Without /fp:fast, the sqrtf() library function has to set errno if the result is NaN. This is why it can't inline to just a SQRTSS.
如果您确实想自己实现一个无检查标量 sqrt 函数,您可以使用 Intel 内在语法来实现:
If you did want to implement a no-checks scalar sqrt function yourself, you'd do it with Intel intrinsics syntax:
// DON'T USE THIS, it defeats auto-vectorization
static inline
float sqrt_scalar(float x) {
__m128 xvec = _mm_set_ss(x);
xvec = _mm_cvtss_f32(_mm_sqrt_ss(xvec));
}
使用 gcc 和 clang(没有 -ffast-math)编译成一个接近最优的标量循环.在 所述Godbolt编译器浏览器:
This compiles to a near-optimal scalar loop with gcc and clang (without -ffast-math). See it on the Godbolt compiler explorer:
# gcc6.2 -O3 for the sqrt_new loop using _mm_sqrt_ss. good scalar code, but don't optimize further.
.L10:
movss xmm0, DWORD PTR [r12]
add r12, 4
sqrtss xmm0, xmm0
addss xmm1, xmm0
cmp r12, rbx
jne .L10
这个循环应该只在 SQRTSS 吞吐量上出现瓶颈(在 Haswell 上每 7 个时钟一个,明显比 SQRTSD 或 FSQRT 快),并且没有资源冲突.但是,与即使不重新排序 FP 添加的内容相比,它仍然是垃圾(因为 FP add/mul 不是真正的关联):智能编译器(或使用内在函数的程序员)将使用 SQRTPS 以相同的吞吐量获得 4 个结果1 个结果来自 SQRTSS.将 SQRT 结果的向量解包为 4 个标量,然后您可以保持完全相同的操作顺序和相同的中间结果舍入.我很失望 clang 和 gcc 没有这样做.

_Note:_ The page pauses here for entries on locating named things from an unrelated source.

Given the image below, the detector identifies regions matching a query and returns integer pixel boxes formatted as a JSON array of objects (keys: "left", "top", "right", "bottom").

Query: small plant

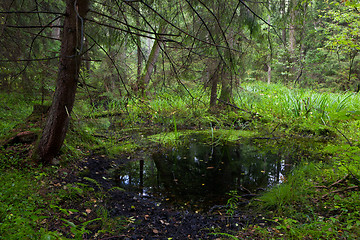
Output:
[
  {"left": 226, "top": 190, "right": 239, "bottom": 216},
  {"left": 61, "top": 218, "right": 101, "bottom": 240}
]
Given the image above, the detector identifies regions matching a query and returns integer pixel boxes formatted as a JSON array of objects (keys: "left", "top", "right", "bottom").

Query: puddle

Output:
[{"left": 116, "top": 135, "right": 291, "bottom": 208}]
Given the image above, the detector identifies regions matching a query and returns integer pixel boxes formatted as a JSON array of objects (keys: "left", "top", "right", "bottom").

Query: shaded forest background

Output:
[{"left": 0, "top": 0, "right": 360, "bottom": 162}]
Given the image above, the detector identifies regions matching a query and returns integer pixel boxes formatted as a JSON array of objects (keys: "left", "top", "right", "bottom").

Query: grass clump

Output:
[{"left": 0, "top": 171, "right": 60, "bottom": 239}]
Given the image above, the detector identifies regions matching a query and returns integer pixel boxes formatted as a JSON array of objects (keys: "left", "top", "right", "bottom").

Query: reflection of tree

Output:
[{"left": 154, "top": 143, "right": 290, "bottom": 202}]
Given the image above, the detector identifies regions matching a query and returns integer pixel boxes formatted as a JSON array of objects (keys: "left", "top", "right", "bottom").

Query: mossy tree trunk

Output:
[{"left": 36, "top": 0, "right": 89, "bottom": 164}]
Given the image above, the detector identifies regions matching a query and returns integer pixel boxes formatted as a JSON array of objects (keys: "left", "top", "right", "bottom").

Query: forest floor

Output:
[{"left": 49, "top": 155, "right": 276, "bottom": 239}]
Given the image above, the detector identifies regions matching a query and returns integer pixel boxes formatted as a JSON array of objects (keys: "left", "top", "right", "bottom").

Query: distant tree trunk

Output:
[
  {"left": 267, "top": 14, "right": 272, "bottom": 84},
  {"left": 289, "top": 0, "right": 296, "bottom": 75},
  {"left": 138, "top": 22, "right": 165, "bottom": 96},
  {"left": 208, "top": 61, "right": 220, "bottom": 110},
  {"left": 36, "top": 0, "right": 89, "bottom": 164},
  {"left": 134, "top": 2, "right": 143, "bottom": 81}
]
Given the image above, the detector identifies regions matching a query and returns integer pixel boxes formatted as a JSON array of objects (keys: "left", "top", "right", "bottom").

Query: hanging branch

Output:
[
  {"left": 90, "top": 10, "right": 180, "bottom": 37},
  {"left": 0, "top": 11, "right": 65, "bottom": 16},
  {"left": 14, "top": 16, "right": 61, "bottom": 77}
]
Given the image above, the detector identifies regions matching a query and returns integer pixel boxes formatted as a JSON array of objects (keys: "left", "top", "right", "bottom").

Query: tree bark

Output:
[
  {"left": 138, "top": 21, "right": 165, "bottom": 96},
  {"left": 36, "top": 0, "right": 89, "bottom": 164}
]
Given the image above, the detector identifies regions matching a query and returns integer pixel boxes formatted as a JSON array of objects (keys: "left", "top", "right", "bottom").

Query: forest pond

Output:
[{"left": 115, "top": 136, "right": 292, "bottom": 209}]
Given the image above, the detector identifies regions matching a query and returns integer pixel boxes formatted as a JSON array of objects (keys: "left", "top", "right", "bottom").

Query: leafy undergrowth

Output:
[{"left": 0, "top": 84, "right": 360, "bottom": 239}]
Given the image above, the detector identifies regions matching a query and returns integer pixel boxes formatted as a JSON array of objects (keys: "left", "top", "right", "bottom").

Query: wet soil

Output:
[{"left": 57, "top": 155, "right": 270, "bottom": 239}]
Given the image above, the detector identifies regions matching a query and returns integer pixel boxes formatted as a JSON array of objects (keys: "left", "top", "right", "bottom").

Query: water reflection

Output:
[{"left": 117, "top": 139, "right": 290, "bottom": 208}]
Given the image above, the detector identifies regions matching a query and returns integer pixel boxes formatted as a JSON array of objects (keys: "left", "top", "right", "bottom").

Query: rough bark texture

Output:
[{"left": 36, "top": 0, "right": 89, "bottom": 163}]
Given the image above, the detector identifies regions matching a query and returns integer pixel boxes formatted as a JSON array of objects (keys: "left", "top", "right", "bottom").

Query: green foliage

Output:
[
  {"left": 0, "top": 93, "right": 32, "bottom": 139},
  {"left": 0, "top": 171, "right": 60, "bottom": 239}
]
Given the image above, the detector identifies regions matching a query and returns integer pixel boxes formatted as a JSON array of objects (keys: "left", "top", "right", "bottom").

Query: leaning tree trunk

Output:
[{"left": 36, "top": 0, "right": 89, "bottom": 163}]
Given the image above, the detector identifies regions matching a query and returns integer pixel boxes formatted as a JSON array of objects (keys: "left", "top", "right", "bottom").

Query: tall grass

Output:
[{"left": 235, "top": 82, "right": 360, "bottom": 123}]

This loop should bottleneck only on SQRTSS throughput (one per 7 clocks on Haswell, notably faster than SQRTSD or FSQRT), and with no resource conflicts. However, it's still garbage compared to what you could do even without re-ordering the FP adds (since FP add/mul aren't truly associative): a smart compiler (or programmer using intrinsics) would use SQRTPS to get 4 results with the same throughput as 1 result from SQRTSS. Unpack the vector of SQRT results to 4 scalars, and then you can keep exactly the same order of operations with identical rounding of intermediate results. I'm disappointed that clang and gcc didn't do this.
然而,gcc 和 clang 确实设法避免调用库函数.clang3.9(只有 -O3)使用 SQRTSS 甚至不检查 NaN.我认为这是合法的,而不是编译器错误.也许它看到代码没有使用errno?

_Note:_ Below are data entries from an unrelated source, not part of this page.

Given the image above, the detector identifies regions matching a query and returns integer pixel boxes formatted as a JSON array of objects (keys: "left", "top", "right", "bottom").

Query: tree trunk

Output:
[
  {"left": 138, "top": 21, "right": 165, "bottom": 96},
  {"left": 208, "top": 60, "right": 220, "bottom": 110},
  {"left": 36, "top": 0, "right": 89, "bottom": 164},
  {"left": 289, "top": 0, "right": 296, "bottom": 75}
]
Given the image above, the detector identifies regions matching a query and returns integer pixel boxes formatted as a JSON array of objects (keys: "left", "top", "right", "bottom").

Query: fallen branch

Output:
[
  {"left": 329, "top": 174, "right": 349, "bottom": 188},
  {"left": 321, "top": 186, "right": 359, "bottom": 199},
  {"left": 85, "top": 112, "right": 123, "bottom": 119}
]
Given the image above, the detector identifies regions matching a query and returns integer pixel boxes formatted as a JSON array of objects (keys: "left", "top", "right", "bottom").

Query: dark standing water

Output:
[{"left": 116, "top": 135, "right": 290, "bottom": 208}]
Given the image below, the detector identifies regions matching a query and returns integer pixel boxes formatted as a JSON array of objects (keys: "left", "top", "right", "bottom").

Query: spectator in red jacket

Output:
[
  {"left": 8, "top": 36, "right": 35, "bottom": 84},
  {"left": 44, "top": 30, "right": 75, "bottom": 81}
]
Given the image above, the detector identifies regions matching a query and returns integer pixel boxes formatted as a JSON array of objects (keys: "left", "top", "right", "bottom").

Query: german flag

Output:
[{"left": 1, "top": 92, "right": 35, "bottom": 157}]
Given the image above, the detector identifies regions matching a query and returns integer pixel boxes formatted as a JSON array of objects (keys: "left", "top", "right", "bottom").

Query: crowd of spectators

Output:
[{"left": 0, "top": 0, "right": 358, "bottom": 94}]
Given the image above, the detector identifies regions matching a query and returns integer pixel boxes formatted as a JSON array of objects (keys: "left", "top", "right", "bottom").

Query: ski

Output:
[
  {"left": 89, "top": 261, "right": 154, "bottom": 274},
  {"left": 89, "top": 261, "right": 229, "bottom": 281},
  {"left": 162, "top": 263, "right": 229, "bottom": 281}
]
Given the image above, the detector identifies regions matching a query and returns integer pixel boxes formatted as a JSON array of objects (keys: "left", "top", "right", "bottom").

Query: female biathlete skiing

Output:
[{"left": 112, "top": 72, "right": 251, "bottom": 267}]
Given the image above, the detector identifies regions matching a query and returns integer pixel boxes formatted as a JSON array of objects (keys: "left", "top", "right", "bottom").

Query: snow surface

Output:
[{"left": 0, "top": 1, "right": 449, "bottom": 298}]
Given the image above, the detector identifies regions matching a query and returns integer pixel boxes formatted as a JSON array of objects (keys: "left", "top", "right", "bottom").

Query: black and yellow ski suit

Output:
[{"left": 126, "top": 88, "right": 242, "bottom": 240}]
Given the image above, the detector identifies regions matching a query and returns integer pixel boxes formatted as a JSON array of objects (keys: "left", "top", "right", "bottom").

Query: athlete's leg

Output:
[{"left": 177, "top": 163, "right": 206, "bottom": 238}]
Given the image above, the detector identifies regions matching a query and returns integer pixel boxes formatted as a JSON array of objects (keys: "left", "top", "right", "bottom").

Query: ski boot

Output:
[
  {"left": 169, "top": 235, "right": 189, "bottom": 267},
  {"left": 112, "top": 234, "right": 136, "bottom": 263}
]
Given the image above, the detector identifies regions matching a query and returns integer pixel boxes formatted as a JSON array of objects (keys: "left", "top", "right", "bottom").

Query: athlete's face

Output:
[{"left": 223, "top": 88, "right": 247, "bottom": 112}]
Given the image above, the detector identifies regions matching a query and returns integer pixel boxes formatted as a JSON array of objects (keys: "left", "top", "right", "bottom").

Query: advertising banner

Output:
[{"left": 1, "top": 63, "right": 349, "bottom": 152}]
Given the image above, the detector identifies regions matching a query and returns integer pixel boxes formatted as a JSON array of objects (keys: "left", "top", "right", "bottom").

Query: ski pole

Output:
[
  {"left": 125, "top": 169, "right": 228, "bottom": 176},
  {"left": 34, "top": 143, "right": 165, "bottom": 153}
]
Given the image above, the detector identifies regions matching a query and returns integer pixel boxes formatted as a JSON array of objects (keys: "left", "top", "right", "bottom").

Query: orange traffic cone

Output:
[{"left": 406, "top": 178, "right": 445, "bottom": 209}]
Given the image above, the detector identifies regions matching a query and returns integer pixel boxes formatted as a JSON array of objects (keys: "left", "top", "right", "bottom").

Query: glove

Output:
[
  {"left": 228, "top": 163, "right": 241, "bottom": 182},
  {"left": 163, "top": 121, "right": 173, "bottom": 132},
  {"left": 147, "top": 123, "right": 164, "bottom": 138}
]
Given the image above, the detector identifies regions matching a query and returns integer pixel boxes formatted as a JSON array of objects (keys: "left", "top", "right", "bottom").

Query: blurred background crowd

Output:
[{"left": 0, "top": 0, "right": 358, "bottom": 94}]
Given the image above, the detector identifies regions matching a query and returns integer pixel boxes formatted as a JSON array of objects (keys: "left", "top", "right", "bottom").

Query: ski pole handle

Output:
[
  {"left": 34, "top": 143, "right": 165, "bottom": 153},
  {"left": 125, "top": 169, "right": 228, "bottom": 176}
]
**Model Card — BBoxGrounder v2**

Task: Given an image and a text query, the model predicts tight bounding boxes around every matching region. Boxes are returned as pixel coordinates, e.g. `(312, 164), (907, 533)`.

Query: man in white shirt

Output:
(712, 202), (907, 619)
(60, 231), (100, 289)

However, gcc and clang do manage to actually avoid calling a library function. clang3.9 (with just -O3) uses SQRTSS without even checking for NaN. I assume that's legal, and not a compiler bug. Maybe it sees that the code doesn't use errno?
另一方面,gcc6.2 推测性地内联了 sqrtf(),带有 SQRTSS 并检查输入以查看它是否需要调用库函数.

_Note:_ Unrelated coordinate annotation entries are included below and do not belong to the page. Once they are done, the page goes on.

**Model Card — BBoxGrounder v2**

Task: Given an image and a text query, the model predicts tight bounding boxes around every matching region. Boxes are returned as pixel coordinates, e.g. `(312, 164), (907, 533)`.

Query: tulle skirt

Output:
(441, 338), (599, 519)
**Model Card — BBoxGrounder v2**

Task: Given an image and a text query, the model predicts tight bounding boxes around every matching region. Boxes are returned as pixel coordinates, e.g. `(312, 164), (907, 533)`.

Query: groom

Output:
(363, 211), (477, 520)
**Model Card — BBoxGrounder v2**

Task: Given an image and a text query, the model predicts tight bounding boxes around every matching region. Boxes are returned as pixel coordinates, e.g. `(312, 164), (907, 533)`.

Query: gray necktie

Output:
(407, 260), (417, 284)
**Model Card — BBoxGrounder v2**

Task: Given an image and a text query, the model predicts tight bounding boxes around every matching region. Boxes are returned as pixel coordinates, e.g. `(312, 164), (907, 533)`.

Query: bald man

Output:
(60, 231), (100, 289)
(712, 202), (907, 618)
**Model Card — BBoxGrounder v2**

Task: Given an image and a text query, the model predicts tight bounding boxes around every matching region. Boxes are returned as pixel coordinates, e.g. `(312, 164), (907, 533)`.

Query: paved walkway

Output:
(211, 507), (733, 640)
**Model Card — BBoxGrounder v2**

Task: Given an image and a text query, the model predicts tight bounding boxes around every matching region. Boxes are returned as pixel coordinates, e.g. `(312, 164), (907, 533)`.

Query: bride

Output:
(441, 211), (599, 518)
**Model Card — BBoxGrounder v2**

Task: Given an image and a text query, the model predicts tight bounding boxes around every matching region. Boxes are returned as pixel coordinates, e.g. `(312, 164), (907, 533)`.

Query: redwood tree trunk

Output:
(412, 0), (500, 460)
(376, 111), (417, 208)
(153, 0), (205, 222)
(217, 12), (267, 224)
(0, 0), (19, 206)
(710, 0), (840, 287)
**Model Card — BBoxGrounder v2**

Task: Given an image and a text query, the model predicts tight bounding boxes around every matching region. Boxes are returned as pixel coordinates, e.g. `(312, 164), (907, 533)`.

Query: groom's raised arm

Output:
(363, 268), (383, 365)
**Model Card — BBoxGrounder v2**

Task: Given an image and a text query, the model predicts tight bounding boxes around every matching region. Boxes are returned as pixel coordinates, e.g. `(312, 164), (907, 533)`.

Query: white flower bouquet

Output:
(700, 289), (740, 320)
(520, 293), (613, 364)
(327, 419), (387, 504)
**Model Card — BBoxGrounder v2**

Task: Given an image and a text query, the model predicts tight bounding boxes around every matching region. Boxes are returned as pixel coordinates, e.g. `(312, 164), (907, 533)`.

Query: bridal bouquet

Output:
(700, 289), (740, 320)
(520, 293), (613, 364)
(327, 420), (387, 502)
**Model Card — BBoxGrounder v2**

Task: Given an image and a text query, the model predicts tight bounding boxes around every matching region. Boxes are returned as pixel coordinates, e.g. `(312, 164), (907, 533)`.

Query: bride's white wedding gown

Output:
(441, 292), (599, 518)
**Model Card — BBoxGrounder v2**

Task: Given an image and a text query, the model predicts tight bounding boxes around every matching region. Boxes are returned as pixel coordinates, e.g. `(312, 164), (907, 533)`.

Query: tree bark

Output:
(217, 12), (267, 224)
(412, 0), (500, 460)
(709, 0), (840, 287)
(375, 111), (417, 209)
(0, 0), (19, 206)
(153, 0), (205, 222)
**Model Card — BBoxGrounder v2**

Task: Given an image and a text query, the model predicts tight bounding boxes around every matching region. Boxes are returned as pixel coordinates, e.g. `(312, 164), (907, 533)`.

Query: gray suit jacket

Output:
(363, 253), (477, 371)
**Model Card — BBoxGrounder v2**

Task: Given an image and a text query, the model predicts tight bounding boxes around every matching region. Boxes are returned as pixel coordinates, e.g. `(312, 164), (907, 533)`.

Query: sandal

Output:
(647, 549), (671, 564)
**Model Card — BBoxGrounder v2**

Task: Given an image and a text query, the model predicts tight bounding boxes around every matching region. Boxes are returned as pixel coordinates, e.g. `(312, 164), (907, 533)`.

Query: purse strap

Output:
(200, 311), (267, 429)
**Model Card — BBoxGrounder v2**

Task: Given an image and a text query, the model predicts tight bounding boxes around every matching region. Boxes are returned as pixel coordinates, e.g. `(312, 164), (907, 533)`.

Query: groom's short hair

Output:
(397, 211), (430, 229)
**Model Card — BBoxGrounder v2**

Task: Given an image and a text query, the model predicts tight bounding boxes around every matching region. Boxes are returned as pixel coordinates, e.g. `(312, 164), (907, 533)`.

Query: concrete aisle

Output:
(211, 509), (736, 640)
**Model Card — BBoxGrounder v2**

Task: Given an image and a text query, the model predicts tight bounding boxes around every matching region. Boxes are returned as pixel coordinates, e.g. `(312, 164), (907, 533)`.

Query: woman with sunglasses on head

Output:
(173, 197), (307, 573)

gcc6.2 on the other hand speculatively inlines sqrtf(), with a SQRTSS and a check on the input to see if it needs to call the library function.
# gcc6.2's sqrt() loop, without -ffast-math.
# speculative inlining of SQRTSS with a check + fallback
# spills/reloads a lot of stuff to memory even when it skips the call :(
# xmm1 = 0.0 (gcc -fverbose-asm says it's holding sqrt2, which is zero-initialized, so I guess gcc decides to reuse that zero)
.L9:
movss xmm0, DWORD PTR [rbx]
sqrtss xmm5, xmm0
ucomiss xmm1, xmm0 # compare input against 0.0
movss DWORD PTR [rsp+8], xmm5
jbe .L8 # if(0.0 <= SQRTSS input || unordered(0.0, input)) { skip the function call; }
movss DWORD PTR [rsp+12], xmm1 # silly gcc, this store isn't needed. ucomiss doesn't modify xmm1
call sqrtf # called for negative inputs, but not for NaN.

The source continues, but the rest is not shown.